Dieser Artikel wurde abgedruckt in: »Büchereiperspektiven« Nr. 2/2002, Zeitschrift des Büchereiverbands Österreichs
Never tire of the road
Er-fahrungen eines Lese-Reisenden
Ich habe mich sehr gefreut, als ich hörte, dass mein Buch »Der dicke Kater Pegasus« für die LESERstimmen-Aktion ausgewählt wurde. Dann, etwas später, aber noch lange vor der ersten Veranstaltung, bekam ich plötzlich Zweifel, ob 30 oder mehr Lesungen aus ein und demselben Buch in einem eng umgrenzten Zeitraum nicht dazu führen könnten, dass ich danach mein Buch nicht mehr leiden kann. Ich werde den »Pegasus« hassen, sagte ich im Halb-Scherz, der vielleicht insgeheim auch eine Beschwörung des Gegenteils war. Und: sie hat gewirkt.
Ich habe auf den Lesereisen mein Buch in gewisser Weise neu entdeckt, habe Texte vorgetragen, die ich früher nicht ausgewählt hatte, habe bei jeder Lesung je nach der Altersstufe der Zuhörer – von der 1. Klasse Volksschule bis zur 1./2. Klasse Hauptschule – ein neues Mosaik aus den Geschichten des Bandes gebaut und es mit Gedichten und dazupassenden Liedern zur Gitarre ergänzt. Keine Lesung war wie die andere.
Ich habe kleine Bibliotheken am Land und große Stadtbüchereien besucht, die verschiedensten Veranstaltungsräume und akustischen Nuancen kennen gelernt. Überall: herzliche, freundliche Begrüßung durch die BibliothekarInnen, offene Atmosphäre bei Lesung und Gespräch, manchmal überschäumende Heiterkeit, die wie eine Welle zwischen dem jungen Publikum und mir hin und herschwappte, manchmal ruhige Nachdenklichkeit, die uns bei anderen Texten verband. In (fast) jedem Fall: Aufmerksamkeit. Worte wirken, habe ich wieder bemerkt – gesprochene, geschwiegene (ausgesparte), gesungene Worte …

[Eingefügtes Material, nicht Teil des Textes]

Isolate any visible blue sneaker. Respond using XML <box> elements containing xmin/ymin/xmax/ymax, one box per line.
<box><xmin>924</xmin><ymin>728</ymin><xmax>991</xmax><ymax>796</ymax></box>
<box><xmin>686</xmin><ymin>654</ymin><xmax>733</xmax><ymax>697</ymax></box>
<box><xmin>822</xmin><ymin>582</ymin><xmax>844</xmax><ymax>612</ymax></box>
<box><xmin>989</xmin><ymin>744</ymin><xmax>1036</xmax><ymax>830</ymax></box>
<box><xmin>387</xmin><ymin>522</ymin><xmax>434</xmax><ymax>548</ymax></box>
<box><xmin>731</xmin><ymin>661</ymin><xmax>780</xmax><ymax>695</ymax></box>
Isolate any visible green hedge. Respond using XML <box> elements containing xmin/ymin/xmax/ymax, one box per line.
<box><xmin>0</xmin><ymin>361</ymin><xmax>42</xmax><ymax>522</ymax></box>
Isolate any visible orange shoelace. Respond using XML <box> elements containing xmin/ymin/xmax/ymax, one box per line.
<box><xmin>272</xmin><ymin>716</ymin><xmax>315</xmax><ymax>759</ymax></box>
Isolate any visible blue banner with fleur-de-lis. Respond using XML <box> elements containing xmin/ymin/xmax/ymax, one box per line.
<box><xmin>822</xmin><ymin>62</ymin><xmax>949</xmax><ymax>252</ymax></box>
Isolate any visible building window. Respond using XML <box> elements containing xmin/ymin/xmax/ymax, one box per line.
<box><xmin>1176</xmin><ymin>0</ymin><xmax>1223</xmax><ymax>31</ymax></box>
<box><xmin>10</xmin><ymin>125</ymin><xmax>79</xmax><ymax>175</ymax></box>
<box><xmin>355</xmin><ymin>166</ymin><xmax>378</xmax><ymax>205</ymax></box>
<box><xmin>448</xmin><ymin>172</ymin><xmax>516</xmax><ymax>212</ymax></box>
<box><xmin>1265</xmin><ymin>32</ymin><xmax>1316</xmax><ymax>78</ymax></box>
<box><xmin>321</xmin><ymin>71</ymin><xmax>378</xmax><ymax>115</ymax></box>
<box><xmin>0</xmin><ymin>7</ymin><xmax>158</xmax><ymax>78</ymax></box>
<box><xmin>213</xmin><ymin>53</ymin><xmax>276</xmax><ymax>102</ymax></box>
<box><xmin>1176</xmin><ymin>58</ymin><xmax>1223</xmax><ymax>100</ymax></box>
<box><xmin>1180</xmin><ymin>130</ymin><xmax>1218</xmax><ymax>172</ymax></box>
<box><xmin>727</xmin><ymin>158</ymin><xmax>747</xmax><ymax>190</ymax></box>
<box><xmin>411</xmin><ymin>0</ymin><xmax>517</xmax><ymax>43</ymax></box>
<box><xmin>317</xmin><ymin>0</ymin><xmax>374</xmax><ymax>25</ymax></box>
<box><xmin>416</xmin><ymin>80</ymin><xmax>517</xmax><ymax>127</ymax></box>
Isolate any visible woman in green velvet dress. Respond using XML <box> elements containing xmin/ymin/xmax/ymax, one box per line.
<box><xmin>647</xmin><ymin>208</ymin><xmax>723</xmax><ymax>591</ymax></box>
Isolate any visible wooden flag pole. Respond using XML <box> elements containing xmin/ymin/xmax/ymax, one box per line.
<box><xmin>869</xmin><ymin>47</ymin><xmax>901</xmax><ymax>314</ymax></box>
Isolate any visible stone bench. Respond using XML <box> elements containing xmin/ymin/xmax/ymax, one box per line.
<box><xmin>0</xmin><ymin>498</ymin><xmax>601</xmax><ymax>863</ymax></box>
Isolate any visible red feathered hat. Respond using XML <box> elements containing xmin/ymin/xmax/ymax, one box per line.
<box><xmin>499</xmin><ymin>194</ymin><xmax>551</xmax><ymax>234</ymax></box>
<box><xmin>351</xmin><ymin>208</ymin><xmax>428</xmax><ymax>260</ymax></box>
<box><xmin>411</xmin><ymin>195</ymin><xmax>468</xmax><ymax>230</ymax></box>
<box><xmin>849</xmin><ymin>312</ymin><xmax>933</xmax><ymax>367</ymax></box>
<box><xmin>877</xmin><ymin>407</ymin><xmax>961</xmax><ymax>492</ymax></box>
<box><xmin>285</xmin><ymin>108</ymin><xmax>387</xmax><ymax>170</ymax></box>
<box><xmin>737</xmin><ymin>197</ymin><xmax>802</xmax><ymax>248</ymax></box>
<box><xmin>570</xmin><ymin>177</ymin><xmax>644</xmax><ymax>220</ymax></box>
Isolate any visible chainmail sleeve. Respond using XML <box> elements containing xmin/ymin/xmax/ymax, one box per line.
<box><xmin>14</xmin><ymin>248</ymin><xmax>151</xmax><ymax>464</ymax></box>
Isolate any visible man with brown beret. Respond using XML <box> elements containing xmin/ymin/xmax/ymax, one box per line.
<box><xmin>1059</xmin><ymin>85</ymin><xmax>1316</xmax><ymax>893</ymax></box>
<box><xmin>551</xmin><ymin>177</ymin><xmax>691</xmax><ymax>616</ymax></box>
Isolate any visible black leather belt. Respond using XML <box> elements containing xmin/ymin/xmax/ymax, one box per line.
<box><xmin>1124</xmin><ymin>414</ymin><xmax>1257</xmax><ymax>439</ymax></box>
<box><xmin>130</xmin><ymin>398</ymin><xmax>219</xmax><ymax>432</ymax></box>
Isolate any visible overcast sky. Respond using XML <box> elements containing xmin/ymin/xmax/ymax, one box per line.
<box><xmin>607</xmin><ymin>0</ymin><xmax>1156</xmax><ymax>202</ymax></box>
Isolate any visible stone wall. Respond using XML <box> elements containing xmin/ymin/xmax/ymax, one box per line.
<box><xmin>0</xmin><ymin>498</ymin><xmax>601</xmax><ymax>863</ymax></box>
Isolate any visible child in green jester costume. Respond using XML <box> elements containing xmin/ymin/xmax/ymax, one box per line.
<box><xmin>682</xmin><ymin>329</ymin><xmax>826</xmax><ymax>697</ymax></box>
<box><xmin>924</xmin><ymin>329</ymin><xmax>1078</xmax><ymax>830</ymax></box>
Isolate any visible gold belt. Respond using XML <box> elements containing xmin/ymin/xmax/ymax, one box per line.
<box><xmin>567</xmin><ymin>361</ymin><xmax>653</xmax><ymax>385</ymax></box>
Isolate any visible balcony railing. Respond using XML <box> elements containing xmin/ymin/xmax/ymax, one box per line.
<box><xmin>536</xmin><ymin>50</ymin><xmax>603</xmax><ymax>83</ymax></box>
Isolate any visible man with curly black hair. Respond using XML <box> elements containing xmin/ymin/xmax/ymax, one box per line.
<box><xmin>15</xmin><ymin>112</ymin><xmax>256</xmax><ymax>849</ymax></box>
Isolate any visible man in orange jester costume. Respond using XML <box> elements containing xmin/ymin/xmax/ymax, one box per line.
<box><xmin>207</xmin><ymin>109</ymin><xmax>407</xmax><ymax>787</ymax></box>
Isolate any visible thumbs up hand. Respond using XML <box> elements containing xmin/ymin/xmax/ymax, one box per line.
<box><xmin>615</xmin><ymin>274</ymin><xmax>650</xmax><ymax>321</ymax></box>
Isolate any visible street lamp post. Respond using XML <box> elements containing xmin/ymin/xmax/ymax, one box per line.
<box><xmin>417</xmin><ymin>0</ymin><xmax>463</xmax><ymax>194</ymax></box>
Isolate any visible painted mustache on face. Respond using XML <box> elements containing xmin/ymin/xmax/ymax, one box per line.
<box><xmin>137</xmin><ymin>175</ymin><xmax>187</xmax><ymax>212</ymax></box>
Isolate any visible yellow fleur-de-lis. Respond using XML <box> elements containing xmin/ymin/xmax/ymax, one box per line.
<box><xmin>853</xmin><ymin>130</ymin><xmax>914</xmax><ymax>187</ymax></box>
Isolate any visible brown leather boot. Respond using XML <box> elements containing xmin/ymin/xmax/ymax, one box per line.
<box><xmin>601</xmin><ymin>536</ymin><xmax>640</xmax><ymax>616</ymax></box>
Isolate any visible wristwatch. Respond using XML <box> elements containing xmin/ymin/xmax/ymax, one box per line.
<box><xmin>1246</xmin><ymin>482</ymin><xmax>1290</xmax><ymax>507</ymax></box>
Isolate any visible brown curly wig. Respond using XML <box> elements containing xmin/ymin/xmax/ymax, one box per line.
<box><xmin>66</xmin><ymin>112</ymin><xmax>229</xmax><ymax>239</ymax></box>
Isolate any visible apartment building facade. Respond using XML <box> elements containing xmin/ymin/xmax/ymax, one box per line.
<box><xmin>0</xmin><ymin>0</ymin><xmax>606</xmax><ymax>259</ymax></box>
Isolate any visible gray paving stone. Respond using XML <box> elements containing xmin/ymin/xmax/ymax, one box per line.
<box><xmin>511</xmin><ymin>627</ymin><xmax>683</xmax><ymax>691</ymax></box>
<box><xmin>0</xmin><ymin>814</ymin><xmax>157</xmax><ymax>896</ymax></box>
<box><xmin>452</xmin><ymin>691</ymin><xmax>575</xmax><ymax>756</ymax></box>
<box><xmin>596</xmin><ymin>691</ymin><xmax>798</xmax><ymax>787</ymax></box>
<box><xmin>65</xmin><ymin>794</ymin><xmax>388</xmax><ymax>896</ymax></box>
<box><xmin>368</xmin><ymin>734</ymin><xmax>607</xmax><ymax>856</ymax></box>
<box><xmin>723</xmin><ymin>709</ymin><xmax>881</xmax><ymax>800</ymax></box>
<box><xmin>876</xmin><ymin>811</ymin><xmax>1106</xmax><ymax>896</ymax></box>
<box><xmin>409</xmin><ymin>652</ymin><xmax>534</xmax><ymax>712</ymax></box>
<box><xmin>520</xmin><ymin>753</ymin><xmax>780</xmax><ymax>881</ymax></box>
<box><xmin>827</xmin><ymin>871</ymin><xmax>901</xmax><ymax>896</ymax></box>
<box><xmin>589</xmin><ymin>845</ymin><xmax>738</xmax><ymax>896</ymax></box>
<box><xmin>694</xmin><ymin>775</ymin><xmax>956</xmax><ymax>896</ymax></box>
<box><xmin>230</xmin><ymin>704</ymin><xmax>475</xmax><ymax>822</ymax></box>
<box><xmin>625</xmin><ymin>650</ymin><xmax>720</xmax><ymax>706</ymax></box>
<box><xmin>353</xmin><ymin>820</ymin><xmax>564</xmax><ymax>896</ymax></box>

Ich habe von neuem die Vorliebe vieler Kinder für Seltsames und Skurriles entdeckt, aber auch ihr klares Bewusstsein, dass das Skurrile oft recht nah am realen Alltag von uns allen angesiedelt ist. Ich habe deutlich erkannt, dass Bibliotheken nicht nur Lese-, sondern auch Lebens-, Kommunikationszentren sind, in denen es Leseclubs und Schreibwerkstätten gibt und wo Menschen jeden Alters sich wohl fühlen.
Ich bin mit Eurocity-Zügen gerast und auf Nebenbahnen gebummelt, bin mit Autobussen und zahlreichen Privat-Pkws gefahren (Dank an alle umsichtigen LenkerInnen!). Ich habe Orte besucht, an denen ich noch nie zuvor gewesen bin.
In einer Hauptschul-Bücherei bekam ich von SchülerInnen aus Ton modellierte und aus Wolle geformte Figuren geschenkt, die aus meinen eigenen Büchern stammen; sie schmücken jetzt das Bücherregal in meinem Arbeitszimmer.
Und wenn das Programm einmal fast zu dicht war, die Stimme zu beansprucht, die Ausruhphase zu kurz, die Fahrtstrecke zu lang oder der Anschlusszug verspätet, dann klang mir das Lied im Ohr, das der irische Folk-Musiker Andy Irvine im Gedenken an Woody Guthrie geschrieben hat:
Never tire of the road
Never tire of the rolling wheel
Never tire of the ways of the world
(...)
Never tire of the road.
Ich darf eine eigene Strophe hinzufügen:
Never tire of the books
Never tire of the printed page
Never tire of the ways of the word
Never tire of the road.
Habe ich übrigens schon gesagt, dass mein »Pegasus«-Buch während der LESERstimmen-Aktion seine zweite Auflage erlebte? Dann sage ich es jetzt.